At his last two hearings, the US consul to Egypt was refused entry to the court, and Soltan has had to be ferried to his last four court appearances in an ambulance.
A video message by Soltan was smuggled out of prison in May. In it he pleaded with Barack Obama to intervene in his case and said he had gone on hunger strike because of what he had learnt growing up in the US.
“I chose to start a hunger strike…because I was brought up a free man,” he said. “My decision was to peacefully challenge and resist oppression and tyranny. That even if the Egyptian military is able to jail me, and my government insists on abandoning me, I still control my own destiny. That to me is being free.”
“If I’m still alive then I ask my government, the United States of America government: is my life not worth anything to you?”
Others due in court on Saturday include 20-year-old Sana Seif, sister of the recently released activist Alaa Abdel Fattah.
Seif has been on hunger strike for 44 days, in a bid to pressure the Egyptian government into releasing political prisoners.
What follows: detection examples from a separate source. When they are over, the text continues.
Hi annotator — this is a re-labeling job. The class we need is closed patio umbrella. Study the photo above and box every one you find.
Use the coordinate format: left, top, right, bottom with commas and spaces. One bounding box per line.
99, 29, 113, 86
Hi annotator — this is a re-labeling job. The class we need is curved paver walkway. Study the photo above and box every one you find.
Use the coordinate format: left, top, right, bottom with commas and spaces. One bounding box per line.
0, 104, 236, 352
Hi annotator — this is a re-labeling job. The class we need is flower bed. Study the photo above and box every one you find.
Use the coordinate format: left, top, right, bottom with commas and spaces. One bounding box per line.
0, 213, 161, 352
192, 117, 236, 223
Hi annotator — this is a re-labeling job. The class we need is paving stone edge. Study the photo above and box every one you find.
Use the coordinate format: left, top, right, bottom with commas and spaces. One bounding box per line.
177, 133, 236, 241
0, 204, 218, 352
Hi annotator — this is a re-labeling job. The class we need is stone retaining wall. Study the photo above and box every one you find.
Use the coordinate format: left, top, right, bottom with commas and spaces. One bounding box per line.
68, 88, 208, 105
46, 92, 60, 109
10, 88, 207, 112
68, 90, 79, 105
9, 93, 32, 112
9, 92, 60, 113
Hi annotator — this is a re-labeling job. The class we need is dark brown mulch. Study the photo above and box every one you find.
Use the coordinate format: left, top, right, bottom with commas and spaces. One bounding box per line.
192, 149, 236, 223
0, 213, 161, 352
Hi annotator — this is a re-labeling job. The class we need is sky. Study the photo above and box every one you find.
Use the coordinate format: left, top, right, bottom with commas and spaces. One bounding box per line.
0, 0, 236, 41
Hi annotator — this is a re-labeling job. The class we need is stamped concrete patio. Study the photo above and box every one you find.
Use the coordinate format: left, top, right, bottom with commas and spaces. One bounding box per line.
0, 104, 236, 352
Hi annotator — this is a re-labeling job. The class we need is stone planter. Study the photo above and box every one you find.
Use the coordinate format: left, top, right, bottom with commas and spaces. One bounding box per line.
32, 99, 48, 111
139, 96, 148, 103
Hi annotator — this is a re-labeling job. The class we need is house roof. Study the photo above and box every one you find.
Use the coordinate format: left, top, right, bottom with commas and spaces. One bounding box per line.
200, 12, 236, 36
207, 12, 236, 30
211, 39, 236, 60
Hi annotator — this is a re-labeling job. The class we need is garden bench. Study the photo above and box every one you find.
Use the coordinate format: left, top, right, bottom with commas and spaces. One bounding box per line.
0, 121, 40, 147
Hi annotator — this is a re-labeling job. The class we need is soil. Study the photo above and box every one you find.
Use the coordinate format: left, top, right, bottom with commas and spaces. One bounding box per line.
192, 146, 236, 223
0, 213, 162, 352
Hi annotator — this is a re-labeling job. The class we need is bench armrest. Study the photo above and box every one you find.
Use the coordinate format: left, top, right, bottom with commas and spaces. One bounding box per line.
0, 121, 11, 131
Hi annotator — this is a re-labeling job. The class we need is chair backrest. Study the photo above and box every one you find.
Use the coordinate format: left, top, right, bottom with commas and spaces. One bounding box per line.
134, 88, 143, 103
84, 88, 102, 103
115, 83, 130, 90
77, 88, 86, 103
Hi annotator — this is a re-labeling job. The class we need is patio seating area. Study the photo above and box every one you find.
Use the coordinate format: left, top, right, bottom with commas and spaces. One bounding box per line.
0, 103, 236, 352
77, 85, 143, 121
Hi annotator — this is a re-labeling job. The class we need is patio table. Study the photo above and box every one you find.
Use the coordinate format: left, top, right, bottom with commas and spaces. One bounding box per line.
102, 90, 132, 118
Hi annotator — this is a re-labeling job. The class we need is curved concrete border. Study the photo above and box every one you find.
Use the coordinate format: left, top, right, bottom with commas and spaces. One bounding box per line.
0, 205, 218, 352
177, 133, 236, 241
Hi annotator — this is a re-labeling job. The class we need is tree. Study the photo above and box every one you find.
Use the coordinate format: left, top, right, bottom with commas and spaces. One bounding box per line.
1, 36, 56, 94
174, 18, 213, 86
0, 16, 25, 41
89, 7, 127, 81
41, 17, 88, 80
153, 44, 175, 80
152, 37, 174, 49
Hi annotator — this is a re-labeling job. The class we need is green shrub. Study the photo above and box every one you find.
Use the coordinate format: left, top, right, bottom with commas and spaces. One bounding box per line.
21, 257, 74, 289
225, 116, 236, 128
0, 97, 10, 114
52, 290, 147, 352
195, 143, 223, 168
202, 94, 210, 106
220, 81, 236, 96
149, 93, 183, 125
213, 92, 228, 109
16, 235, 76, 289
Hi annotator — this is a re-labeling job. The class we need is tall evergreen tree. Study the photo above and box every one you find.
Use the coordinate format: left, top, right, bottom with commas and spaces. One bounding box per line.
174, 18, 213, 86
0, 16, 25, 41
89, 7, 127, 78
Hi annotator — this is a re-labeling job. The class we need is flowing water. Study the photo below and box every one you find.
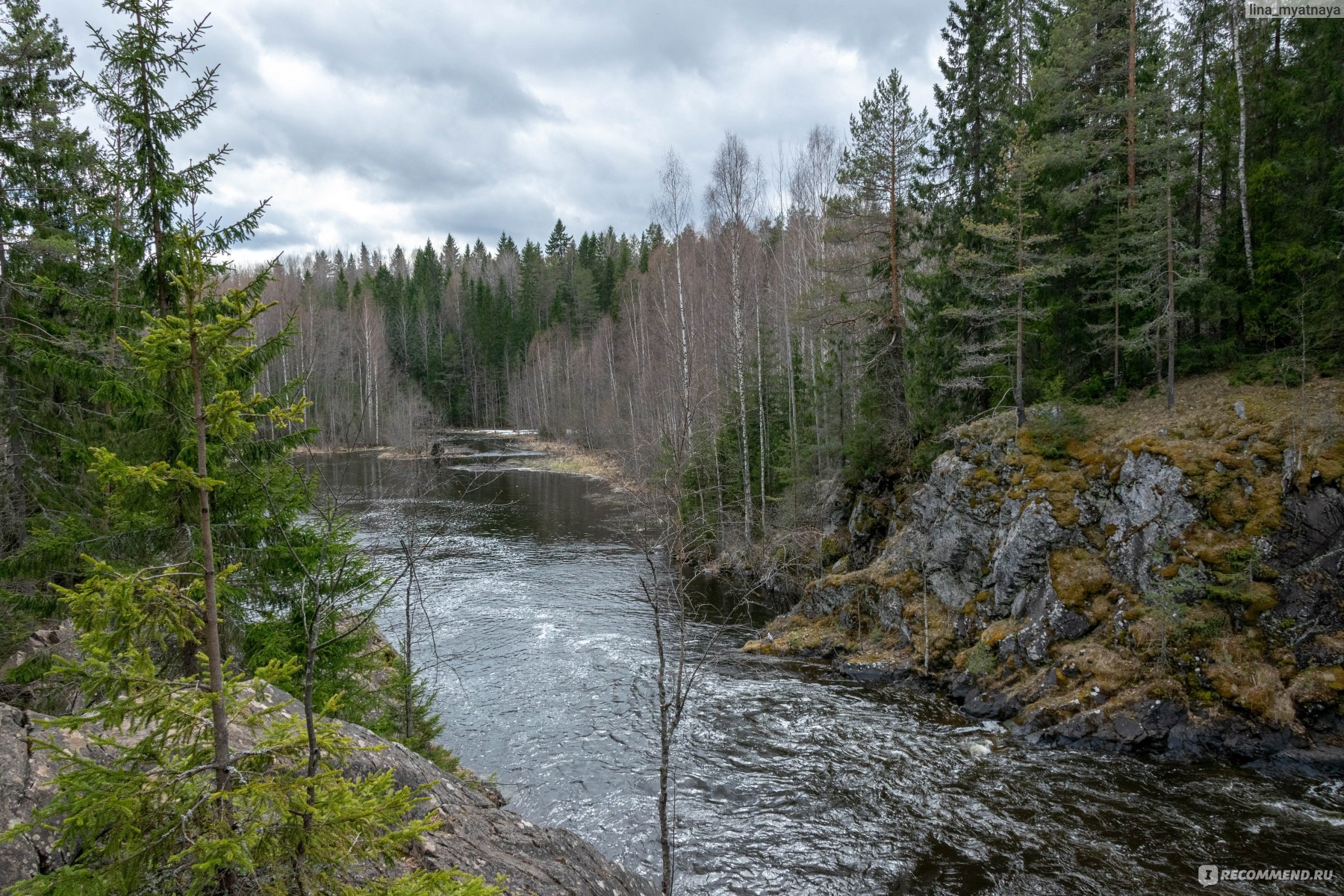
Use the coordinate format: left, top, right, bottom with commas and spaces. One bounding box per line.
316, 438, 1344, 895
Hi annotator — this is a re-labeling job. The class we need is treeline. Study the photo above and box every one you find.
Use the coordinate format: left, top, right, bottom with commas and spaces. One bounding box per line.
254, 222, 650, 446
509, 0, 1344, 553
225, 0, 1344, 561
0, 0, 500, 896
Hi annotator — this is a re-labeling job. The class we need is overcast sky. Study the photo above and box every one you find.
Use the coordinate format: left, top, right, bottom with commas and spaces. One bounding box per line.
43, 0, 946, 264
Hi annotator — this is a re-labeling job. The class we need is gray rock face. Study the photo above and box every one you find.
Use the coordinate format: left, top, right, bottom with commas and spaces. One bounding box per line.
0, 689, 659, 896
798, 444, 1199, 662
989, 501, 1065, 617
1101, 452, 1199, 591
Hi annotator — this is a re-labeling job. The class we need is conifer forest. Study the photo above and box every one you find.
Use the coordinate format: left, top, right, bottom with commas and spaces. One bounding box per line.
0, 0, 1344, 896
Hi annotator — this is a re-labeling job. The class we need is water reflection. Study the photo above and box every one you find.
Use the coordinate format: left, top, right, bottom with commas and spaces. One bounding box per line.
320, 445, 1344, 895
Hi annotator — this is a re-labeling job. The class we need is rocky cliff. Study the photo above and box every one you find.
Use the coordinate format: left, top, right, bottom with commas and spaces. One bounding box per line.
0, 688, 657, 896
746, 379, 1344, 765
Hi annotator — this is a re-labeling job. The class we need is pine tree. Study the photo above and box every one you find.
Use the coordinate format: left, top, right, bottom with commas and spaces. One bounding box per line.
840, 69, 931, 331
89, 0, 265, 314
946, 125, 1055, 426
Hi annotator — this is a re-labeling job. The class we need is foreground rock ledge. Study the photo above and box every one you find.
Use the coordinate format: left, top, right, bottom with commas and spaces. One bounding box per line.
0, 688, 657, 896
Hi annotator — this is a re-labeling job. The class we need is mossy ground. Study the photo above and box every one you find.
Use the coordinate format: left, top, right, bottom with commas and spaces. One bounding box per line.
746, 375, 1344, 741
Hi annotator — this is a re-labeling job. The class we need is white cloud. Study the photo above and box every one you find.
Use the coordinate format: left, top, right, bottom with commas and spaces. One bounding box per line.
44, 0, 946, 264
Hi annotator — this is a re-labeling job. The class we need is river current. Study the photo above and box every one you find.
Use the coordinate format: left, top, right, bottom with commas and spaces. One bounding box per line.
314, 437, 1344, 896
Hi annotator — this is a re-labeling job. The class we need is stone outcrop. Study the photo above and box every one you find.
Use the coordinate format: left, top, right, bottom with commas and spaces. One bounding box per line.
0, 688, 657, 896
747, 385, 1344, 765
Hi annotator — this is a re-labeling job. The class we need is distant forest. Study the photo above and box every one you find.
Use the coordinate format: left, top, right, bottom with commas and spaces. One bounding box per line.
0, 0, 1344, 561
259, 0, 1344, 542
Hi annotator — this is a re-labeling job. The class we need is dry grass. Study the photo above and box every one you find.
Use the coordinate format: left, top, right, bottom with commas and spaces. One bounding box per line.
514, 435, 632, 489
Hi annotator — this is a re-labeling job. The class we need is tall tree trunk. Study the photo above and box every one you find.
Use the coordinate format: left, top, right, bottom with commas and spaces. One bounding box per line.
887, 131, 904, 329
1227, 3, 1255, 284
1166, 170, 1176, 410
1125, 0, 1139, 211
1012, 185, 1027, 426
672, 234, 694, 452
188, 309, 230, 790
756, 294, 765, 538
729, 228, 753, 548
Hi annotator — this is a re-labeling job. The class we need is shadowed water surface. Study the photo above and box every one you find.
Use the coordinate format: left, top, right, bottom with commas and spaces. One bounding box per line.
314, 439, 1344, 895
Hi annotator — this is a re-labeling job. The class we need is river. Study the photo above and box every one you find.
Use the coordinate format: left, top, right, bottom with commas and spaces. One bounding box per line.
314, 438, 1344, 895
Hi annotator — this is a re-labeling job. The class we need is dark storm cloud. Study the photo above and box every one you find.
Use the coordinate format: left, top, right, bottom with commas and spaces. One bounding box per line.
44, 0, 946, 264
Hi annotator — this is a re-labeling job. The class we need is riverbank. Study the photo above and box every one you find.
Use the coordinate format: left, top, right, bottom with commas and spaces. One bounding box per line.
743, 378, 1344, 772
0, 685, 657, 896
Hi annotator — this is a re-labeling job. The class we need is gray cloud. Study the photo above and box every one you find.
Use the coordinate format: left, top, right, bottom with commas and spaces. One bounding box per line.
44, 0, 946, 264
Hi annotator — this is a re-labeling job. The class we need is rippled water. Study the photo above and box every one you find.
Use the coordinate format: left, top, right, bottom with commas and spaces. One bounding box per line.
309, 441, 1344, 895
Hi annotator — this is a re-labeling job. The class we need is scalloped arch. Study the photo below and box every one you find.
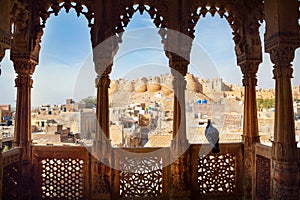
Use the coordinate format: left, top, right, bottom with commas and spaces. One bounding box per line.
114, 2, 167, 40
37, 0, 95, 28
187, 3, 242, 44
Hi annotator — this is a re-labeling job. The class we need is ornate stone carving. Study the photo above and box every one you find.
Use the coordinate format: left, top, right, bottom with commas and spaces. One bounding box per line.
240, 61, 260, 86
41, 158, 84, 199
187, 1, 242, 44
171, 154, 190, 194
273, 67, 294, 79
0, 30, 11, 49
113, 1, 167, 43
166, 52, 189, 76
265, 33, 300, 66
118, 156, 162, 197
94, 158, 111, 194
11, 0, 30, 33
198, 154, 236, 194
256, 155, 271, 199
13, 59, 37, 76
37, 0, 95, 28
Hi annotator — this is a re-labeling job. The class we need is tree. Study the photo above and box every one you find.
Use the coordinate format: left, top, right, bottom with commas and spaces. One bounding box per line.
80, 96, 96, 108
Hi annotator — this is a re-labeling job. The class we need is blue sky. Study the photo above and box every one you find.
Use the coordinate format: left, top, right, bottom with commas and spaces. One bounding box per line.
0, 10, 300, 105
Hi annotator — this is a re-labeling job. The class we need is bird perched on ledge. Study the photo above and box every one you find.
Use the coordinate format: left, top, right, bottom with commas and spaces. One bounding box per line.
205, 119, 220, 153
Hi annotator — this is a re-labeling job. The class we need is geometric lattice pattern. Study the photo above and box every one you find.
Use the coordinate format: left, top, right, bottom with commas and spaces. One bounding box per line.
256, 155, 271, 199
119, 156, 162, 197
198, 154, 236, 194
41, 159, 84, 199
2, 162, 20, 200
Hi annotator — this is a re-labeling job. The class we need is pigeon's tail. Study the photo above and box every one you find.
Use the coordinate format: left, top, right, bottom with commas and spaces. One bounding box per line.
212, 140, 220, 153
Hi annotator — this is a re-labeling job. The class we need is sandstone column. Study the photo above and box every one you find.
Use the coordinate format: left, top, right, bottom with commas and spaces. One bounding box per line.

Hundreds of other prisoners across Egypt are reported as having joined a mass hunger strike to protest their continued imprisonment.
Her brother Abdel Fattah, a well-known blogger and activist, is currently on bail awaiting a retrial on charges of violating the protest ban.
Egyptian monitoring group Wikithawra has reported more than 41,000 people have been jailed for politically motivated reasons since a popularly backed military coup last year ousted elected Muslim Brotherhood leader Mohammed Morsi as president.